Government | Regulation

Politics is a contest of ideas not a public relations competition

Politics, above everything else, is a contest of ideas, and not a public relations competition, former Prime Minister the Hon. John Howard OM AC, has told the CEDA Sydney Economic and Political Overview event.

“Public relations is important, but ideas and values, and the arguing of ideas and values in the public arena is the thing that…encourages voters not to follow the nostrums of people who preach easy solutions to difficult problems,” he said.

Mr Howard also said political correctness has become a problem in Western society.

“We’ve become far too apologetic about our Western identity, and anything that is seen as some kind of defence of cultural traditionalism or national identity is, in many ways, frowned upon,” he said.

Mr Howard said US President Donald Trump’s ability to articulate the resentment of many Americans towards “the avalanche” of political correctness was key to his success in the 2016 US election.




The other contributing factor to Trump’s success was the democratic party’s use of identity politics, Mr Howard said.

“When I was first involved in politics, I thought the goal was to appeal to people from every group in the community by the strength of your common values and principles,” he said.

But Mr Howard said that during the course of the campaign the democratic party candidate had tailored beliefs and values for each strategically aggregated group that was identified.

“That’s not the way I think politics ought to be conducted and I think there was a reaction.”

Brexit was another topic Mr Howard highlighted during his speech, saying he was delighted by the result.

“I think the British people made the right decision, I saw that decision as being very much a cry for national sovereignty and control of your own affairs, and I can sympathise with that,” he said.

Also speaking at the EPO event, The Australian Financial Review, Political Editor, Laura Tingle shared her views on Prime Minister Malcolm Turnbull and his position within the current political landscape.

Ms Tingle said that events had conspired so that Mr Turnbull had very little agenda of his own to start with.

“I’m not saying that none of that is his fault but the reality is now, that we well know, that it’s very difficult to rewrite a government’s mandate when you change Prime Ministers mid-term,” she said.

The Coalition had locked itself into a “completely barmy” position on tax before the election, Ms Tingle said, when Scott Morrison took to the ‘there is no revenue problem’ and ‘low tax’ positions with “such machismo”.

Ms Tingle said that the Coalition had abandoned the mantle of tax bravery to Labor.

“The reason is that the Coalition has, it seems, as little faith in the capacity of its own base to look beyond its own self-interest, as the Coalition base, apparently has, in its parliamentary representatives,” she said.

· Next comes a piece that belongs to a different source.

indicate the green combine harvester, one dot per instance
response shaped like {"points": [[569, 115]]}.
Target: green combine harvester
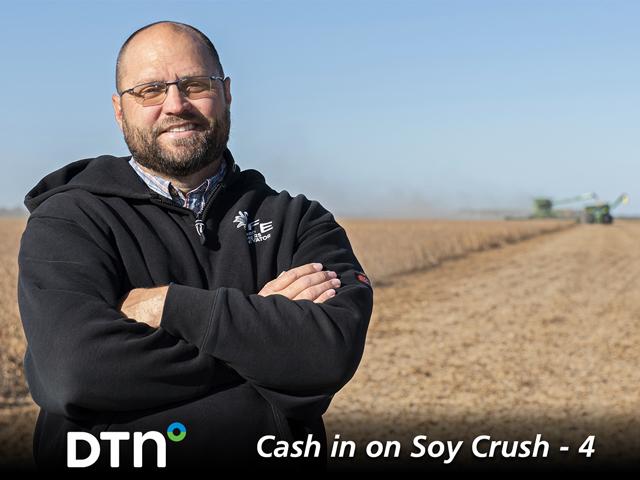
{"points": [[601, 213], [543, 206]]}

Ms Tingle said that tax has been such a powerful element of political brawling for so long, they’re having trouble finding new powerful ideas with which to encapsulate political fights.

“Cabinet ministers wistfully acknowledge that the Prime Minister needs the one big idea, to light up and define the government,” she said.




Meanwhile NSW Treasury, Secretary, Rob Whitfield focused on the importance of harnessing and developing innovative thinking and leadership skills within the public sector.

“I was really pleased…to come in to an organisation that had all of the investment in people systems already there,” Mr Whitfield said.

Mr Whitfield said investing a small amount in top quality people inevitably attracts negative media attention.

“Leadership wasn’t seen as a useful investment in one’s time and in the public sector that’s a difficult strike to balance,” Mr Whitfield said.

However, Mr Whitfield said the investment was justified as leadership roles within the public sector have enormous responsibilities.

“It’s a very sensible and pragmatic and important investment for the government to do,” Mr Whitfield said.

Commonwealth Bank of Australia, Economics and Chief Economist, Managing Director, Michael Blythe updated his presentation on Australia’s economic climate for 2017 following the release of new statistics.

“Well at 11:30am on Wednesday you might have heard a collective sigh emerge from…around Australia as the nation’s economists exhaled, after the ABS told us that in fact, that negative GDP print that we saw in the third quarter, was a bit of an aberration, it was a pothole, and in fact the Australian economy is still expanding.”